Brazil’s Gol has repaid a $300 million term loan, plus accrued interest, which was underwritten in August 2015 by former shareholder Delta Air Lines.
Following the transaction, the average maturity of Gol's long-term debt, excluding aircraft leases and perpetual notes, is approximately four years.
“Going forward, we have no significant debt maturities until 2024,” said chief financial officer Richard Lark. “This is a reflection of the Company's commitment to strengthening its balance sheet over the last four years.”
After that, Gol has $425 million 3.75% convertible notes maturing on 15 July 2024, and.$650 million senior notes priced at 7% maturing on 31 January 2025.

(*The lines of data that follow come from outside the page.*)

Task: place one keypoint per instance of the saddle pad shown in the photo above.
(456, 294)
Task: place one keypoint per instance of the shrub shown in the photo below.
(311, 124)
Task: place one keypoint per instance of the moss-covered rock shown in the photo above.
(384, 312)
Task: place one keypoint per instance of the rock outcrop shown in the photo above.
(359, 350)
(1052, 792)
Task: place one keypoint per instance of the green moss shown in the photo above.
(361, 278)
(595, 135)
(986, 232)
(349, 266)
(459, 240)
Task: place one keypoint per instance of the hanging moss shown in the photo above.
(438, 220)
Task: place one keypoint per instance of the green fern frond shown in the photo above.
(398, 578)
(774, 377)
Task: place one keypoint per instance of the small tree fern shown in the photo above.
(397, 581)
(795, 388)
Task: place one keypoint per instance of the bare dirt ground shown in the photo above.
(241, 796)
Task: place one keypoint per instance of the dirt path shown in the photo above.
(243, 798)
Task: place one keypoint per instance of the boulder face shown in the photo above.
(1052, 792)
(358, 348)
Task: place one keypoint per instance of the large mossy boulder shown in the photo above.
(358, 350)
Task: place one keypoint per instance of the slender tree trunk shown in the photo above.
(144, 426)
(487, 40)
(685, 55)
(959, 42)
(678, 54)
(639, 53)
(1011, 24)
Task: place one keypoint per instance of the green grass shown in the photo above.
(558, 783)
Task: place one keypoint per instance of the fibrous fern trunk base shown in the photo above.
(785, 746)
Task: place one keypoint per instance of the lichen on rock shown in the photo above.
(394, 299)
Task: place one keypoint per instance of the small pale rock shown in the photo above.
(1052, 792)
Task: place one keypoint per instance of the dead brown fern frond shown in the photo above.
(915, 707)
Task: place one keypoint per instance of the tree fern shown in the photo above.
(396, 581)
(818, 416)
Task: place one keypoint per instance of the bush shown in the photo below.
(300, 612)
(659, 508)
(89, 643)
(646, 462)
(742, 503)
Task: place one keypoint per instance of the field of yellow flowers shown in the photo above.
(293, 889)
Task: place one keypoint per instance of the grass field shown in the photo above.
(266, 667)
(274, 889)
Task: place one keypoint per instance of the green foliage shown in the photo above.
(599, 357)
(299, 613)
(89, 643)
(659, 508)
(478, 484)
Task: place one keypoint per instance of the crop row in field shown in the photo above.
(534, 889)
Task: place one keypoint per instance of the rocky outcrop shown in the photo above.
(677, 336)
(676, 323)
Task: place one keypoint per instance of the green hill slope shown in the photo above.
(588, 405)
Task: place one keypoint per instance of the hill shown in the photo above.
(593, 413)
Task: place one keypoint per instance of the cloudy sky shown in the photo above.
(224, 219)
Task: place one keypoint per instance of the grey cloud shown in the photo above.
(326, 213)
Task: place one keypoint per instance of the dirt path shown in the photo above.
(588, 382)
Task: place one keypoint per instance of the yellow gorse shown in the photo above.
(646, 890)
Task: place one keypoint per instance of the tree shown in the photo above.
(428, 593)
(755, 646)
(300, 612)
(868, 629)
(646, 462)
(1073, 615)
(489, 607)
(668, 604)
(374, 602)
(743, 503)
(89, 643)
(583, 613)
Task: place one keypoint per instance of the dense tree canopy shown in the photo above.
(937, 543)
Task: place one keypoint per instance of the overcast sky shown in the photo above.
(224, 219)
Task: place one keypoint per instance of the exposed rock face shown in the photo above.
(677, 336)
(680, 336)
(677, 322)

Gol closed August with approximately R$5.7 billion ($1.1 billion) of total liquidity, including deposits and unencumbered assets, with approximately R$2.1 billion of liquidity in cash and receivables after the amortisation of the aforementioned term loan.
Delta took a stake in Gol through an equity injection in 2015, when it also guaranteed the $300 million term loan, but sold its stake in 2019 when it became a major LATAM shareholder.
Gol ended June with a fleet of 130 Boeing 737 aircraft.
In the first half of 2020, the carrier reduced its fleet by 11 leased 737-800 aircraft, and it plans to return another seven aircraft in the ongoing second half.
Gol said it could "reduce its fleet by up to another 30 aircraft in 2021-22, with the flexibility to return a higher number if demand is lower”.
Additionally, Gol has reduced its 2020-22 737 Max deliveries by 47 aircraft and lowered its Capex to R$280 million through December, with plans to fully finance all aircraft Capex and engine overhauls remaining in 2020.